The mathematician, professor and researcher Xavier Ros Oton. / Photo: Courtesy of the author.
FACE TO FACE WITH
Xavier Ros Oton, recipient of the 2025 Premi Nacional de Recerca (National Research Prize)
On 17 June 2025, the Government of Catalonia presented the Premis Nacionals de Recerca at the Teatre Nacional de Catalunya. As I watched the ceremony unfold, one laureate stood out—not only for the weight of his scientific achievements, but also for the striking combination of youth (he has yet to turn 37) and intellectual courage.
Born in Barcelona in 1988, Xavier Ros Oton is widely recognised as one of the foremost mathematicians of his generation. A graduate in Mathematics from the Universitat Politècnica de Catalunya (UPC), he completed his doctorate there at just 24. His trajectory has taken him from Princeton to Chicago and Zurich; today he is Professor of Mathematics at the University of Barcelona and an ICREA Research Professor. His work centres on partial differential equations (PDEs), a field whose ramifications span physics, biology and beyond.

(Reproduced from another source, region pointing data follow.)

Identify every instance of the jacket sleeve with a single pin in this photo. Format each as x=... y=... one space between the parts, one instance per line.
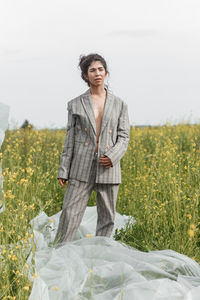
x=116 y=152
x=67 y=152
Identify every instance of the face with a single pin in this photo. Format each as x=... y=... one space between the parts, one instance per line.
x=96 y=74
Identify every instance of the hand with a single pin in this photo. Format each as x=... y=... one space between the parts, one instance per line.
x=62 y=181
x=105 y=161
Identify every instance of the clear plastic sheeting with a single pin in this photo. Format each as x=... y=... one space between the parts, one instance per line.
x=100 y=268
x=4 y=112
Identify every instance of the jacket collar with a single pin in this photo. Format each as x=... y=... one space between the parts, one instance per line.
x=87 y=103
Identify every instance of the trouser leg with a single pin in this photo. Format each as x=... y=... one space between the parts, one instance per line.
x=106 y=204
x=75 y=202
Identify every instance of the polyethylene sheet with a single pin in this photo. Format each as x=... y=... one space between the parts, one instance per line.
x=100 y=268
x=4 y=111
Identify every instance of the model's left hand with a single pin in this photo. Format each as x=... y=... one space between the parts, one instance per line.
x=105 y=161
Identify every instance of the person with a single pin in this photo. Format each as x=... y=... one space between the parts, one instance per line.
x=97 y=138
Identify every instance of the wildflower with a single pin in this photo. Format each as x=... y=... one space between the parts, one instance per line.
x=191 y=233
x=192 y=226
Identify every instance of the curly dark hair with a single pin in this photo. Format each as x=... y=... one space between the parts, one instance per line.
x=86 y=60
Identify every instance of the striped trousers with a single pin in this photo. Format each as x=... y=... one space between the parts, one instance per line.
x=75 y=202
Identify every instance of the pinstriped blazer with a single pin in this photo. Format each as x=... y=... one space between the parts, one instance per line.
x=80 y=141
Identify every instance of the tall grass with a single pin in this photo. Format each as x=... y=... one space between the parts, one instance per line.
x=160 y=188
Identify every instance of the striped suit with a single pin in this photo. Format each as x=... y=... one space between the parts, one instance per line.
x=79 y=162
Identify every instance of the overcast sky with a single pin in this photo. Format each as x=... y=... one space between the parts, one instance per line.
x=151 y=46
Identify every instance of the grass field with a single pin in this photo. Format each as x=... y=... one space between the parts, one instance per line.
x=160 y=188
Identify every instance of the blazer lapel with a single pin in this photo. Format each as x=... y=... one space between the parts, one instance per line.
x=88 y=106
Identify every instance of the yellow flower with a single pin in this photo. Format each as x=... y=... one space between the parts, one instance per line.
x=191 y=233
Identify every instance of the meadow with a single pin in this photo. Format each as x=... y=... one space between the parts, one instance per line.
x=160 y=188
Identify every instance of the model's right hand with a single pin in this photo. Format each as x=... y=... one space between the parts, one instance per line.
x=62 y=181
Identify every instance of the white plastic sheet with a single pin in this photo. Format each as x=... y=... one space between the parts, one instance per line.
x=4 y=112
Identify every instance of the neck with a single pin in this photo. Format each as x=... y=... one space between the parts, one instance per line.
x=97 y=90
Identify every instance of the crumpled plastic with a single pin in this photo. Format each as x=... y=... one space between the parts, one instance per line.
x=4 y=113
x=100 y=268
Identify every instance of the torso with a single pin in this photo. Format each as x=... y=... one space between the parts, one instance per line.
x=98 y=105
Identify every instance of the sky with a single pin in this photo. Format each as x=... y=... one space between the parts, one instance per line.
x=151 y=47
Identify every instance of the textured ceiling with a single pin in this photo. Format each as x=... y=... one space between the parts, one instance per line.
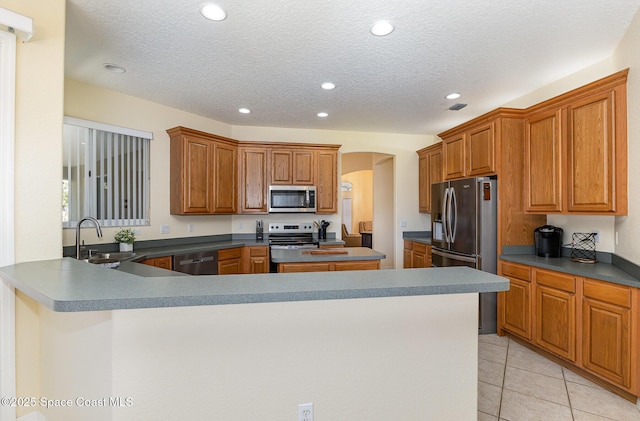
x=272 y=55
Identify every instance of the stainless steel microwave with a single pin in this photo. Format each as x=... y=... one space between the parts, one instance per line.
x=292 y=199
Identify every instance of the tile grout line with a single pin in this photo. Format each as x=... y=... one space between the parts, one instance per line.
x=504 y=375
x=566 y=388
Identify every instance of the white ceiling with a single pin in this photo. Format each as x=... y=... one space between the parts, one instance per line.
x=272 y=55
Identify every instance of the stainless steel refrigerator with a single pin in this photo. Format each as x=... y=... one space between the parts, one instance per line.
x=464 y=233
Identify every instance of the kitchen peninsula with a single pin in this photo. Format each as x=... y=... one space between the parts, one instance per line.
x=169 y=346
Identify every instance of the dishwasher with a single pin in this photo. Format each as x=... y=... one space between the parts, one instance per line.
x=201 y=263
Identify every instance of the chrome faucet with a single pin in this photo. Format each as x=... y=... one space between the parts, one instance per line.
x=98 y=230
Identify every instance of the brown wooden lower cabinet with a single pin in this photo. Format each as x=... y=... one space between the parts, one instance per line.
x=608 y=347
x=164 y=262
x=230 y=261
x=256 y=259
x=329 y=266
x=514 y=306
x=555 y=307
x=416 y=255
x=589 y=324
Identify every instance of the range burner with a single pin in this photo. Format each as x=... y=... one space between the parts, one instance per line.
x=291 y=235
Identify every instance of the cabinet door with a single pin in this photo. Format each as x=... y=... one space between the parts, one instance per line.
x=303 y=168
x=424 y=184
x=327 y=191
x=607 y=330
x=191 y=175
x=225 y=173
x=514 y=306
x=543 y=159
x=591 y=155
x=453 y=155
x=257 y=259
x=429 y=171
x=407 y=255
x=253 y=163
x=555 y=306
x=281 y=167
x=481 y=151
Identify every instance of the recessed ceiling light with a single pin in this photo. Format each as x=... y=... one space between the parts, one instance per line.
x=328 y=86
x=213 y=12
x=381 y=28
x=114 y=68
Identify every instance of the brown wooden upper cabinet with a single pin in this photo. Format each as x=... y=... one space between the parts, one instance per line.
x=254 y=179
x=292 y=166
x=576 y=151
x=327 y=179
x=470 y=153
x=429 y=172
x=202 y=173
x=212 y=174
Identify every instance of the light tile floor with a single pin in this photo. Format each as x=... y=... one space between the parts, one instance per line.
x=517 y=384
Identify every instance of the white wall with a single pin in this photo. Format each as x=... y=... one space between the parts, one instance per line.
x=627 y=227
x=381 y=359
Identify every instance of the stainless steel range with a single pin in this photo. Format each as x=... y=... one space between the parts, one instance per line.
x=291 y=235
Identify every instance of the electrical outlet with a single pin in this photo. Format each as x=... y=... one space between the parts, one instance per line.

Ros Oton’s contributions have earned him numerous accolades—the Rubió i Balaguer Prize, the Antonio Valle Prize of the Sociedad Española de Matemática Aplicada, the Fundación Princesa de Girona Award, and most recently the Premi Nacional de Recerca. Despite his youth, he has reshaped our understanding of the regularity of solutions to nonlocal equations, shedding light on structures that, until recently, lay entirely beyond mathematical reach. But he is also a thinker committed to public life, scientific outreach, and our educational system. Speaking with him for Educational Evidence felt indispensable.
You have just received the 2025 Premi Nacional de Recerca. A remarkable distinction, of course. Yet beyond the personal honour, what place do mathematics occupy in the broader architecture of knowledge? What does this recognition signify for you?
It has been a profound joy on a personal level, but also a meaningful acknowledgement of mathematics itself, especially as this is the first time a prize of such stature has been awarded to our discipline.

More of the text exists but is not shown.